Today is Champion Hurdle day at Cheltenham and there were many who weren't going to overlook last year's winner Binocular when placing their bets. 

Binocular's trainer, Nicky Henderson, was quoted in the Racing Post at the weekend that curlews usually return to his yard at Seven Barrows on the Monday of Festival week, but that this year they were 'back from Norway' two weeks early.  It's an interesting observation and fits with the general earlier arrival of spring and of spring migrants. 

curlew - Photo, Steve RoundHenderson's curlews are unlikely to have come back from Norway - they may have been sticking their long curved beaks into the mud on one of our estuaries, perhaps the Severn, or maybe they have been risking being shot in northern France.  Like Henderson, those curlews may be hoping that the going is around the 'good to soft' mark - the curlews can then probe for earthworms and Long Run may find the ground to his liking in Friday's Gold Cup.  Although the weather forecast looks like we will have weather suitable for quaffing champagne in picnics in the car park this week (but then - what weather isn't suitable for that?) and the Cheltenham course dries out pretty quickly these days, so I'd expect the going to be on the good side.

But all that is irrelevant for Binocular who has been withdrawn from today's big race because there are still traces of a medicine in the gelding's blood that would cause him to fail the post-race drugs test if he did win.  Maybe those curlews' early arrival wasn't a good omen.

  • mirlo - very interesting given that it is written by an ex-wildfowler.  Thank you.

    trimbush - too early for marsh warblers wasn't it?
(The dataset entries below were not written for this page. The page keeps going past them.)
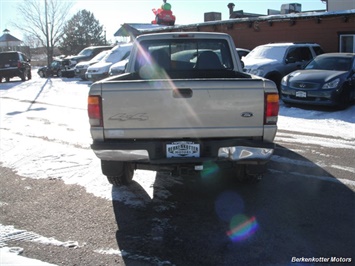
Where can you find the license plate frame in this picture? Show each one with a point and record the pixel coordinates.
(301, 94)
(183, 149)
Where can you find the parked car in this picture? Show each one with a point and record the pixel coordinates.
(101, 69)
(81, 67)
(275, 60)
(59, 67)
(88, 53)
(327, 80)
(14, 64)
(118, 68)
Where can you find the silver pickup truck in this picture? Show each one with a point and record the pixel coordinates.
(183, 104)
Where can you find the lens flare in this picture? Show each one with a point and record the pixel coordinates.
(242, 228)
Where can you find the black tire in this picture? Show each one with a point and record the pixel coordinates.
(344, 100)
(117, 173)
(59, 73)
(41, 74)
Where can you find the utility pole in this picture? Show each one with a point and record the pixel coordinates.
(47, 35)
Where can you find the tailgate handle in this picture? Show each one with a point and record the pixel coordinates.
(182, 93)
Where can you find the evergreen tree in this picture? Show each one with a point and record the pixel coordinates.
(81, 31)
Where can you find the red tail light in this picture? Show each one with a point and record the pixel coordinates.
(271, 108)
(94, 111)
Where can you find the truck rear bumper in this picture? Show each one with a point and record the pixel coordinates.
(243, 151)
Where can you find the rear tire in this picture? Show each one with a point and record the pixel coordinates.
(118, 173)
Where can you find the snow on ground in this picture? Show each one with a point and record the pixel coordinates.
(44, 132)
(51, 113)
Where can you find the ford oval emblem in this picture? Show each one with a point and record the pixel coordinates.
(247, 114)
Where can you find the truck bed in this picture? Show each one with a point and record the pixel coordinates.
(193, 107)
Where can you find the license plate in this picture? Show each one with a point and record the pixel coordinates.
(301, 94)
(182, 149)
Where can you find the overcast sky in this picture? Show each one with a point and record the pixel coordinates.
(113, 13)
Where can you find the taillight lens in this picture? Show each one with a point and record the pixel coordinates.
(94, 111)
(271, 108)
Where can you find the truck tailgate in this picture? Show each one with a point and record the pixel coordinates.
(183, 108)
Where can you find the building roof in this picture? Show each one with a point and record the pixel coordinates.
(136, 29)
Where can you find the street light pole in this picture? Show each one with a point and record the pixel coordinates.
(47, 35)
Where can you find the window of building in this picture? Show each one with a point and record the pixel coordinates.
(347, 43)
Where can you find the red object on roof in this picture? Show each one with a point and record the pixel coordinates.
(163, 17)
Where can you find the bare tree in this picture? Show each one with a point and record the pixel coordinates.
(44, 19)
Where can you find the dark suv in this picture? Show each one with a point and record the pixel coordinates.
(14, 64)
(275, 60)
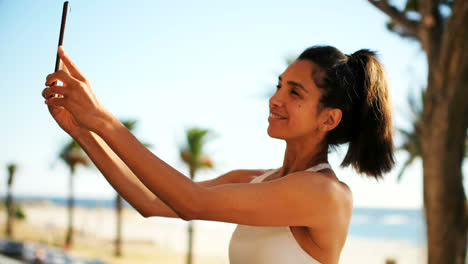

    lazywell - that's the first time you have ever asked me for advice

  • Well this is really strange Trimbush agreeing with Mark and Sooty agrees with Mirlo,think this must be your leaving party Mark.

  • Mark, your mention of curlew shooting in Northern France led to me recalling when I was a member of WAGBI ( wildfowlers association of Great Britain and Ireland) now part of BASC. I was shooting duck at dawn on one of the Solway salt marshes around 35 years ago and a few hundred yards away were two other shooters who were repeatedly firing their shotguns. It wasn't until later when  it was a lot lighter that I realised they were shooting at curlews. The curlews often have a distinctive flight line along the estuary at dawn flight and as the tides change. I watched these two guys walk away empty handed and decided to  see how many curlew they had killed. There were around 50 or 60, some had been placed in a pile and some just left scattered around where they fell. I took a couple home to eat and they tasted awful just as you would imagine estuarine mud to taste. I was pretty disgusted by the action of these two guys. What a waste of these beautiful birds lives. It was this experience along with similar bad experiences of other wildfowlers that led me to giving up wildfowling.  I am not saying all wildfowlers at this time were irresponsible , but some of the visitors definitely were. Even now when I am perhaps doing a  dawn count of pinkfeet geese flighting off the estuary there are often wildfowlers shooting at these out of range geese at heights of perhaps upto 150 metres and you can hear the shotgun pellets bouncing off the geese's feathers.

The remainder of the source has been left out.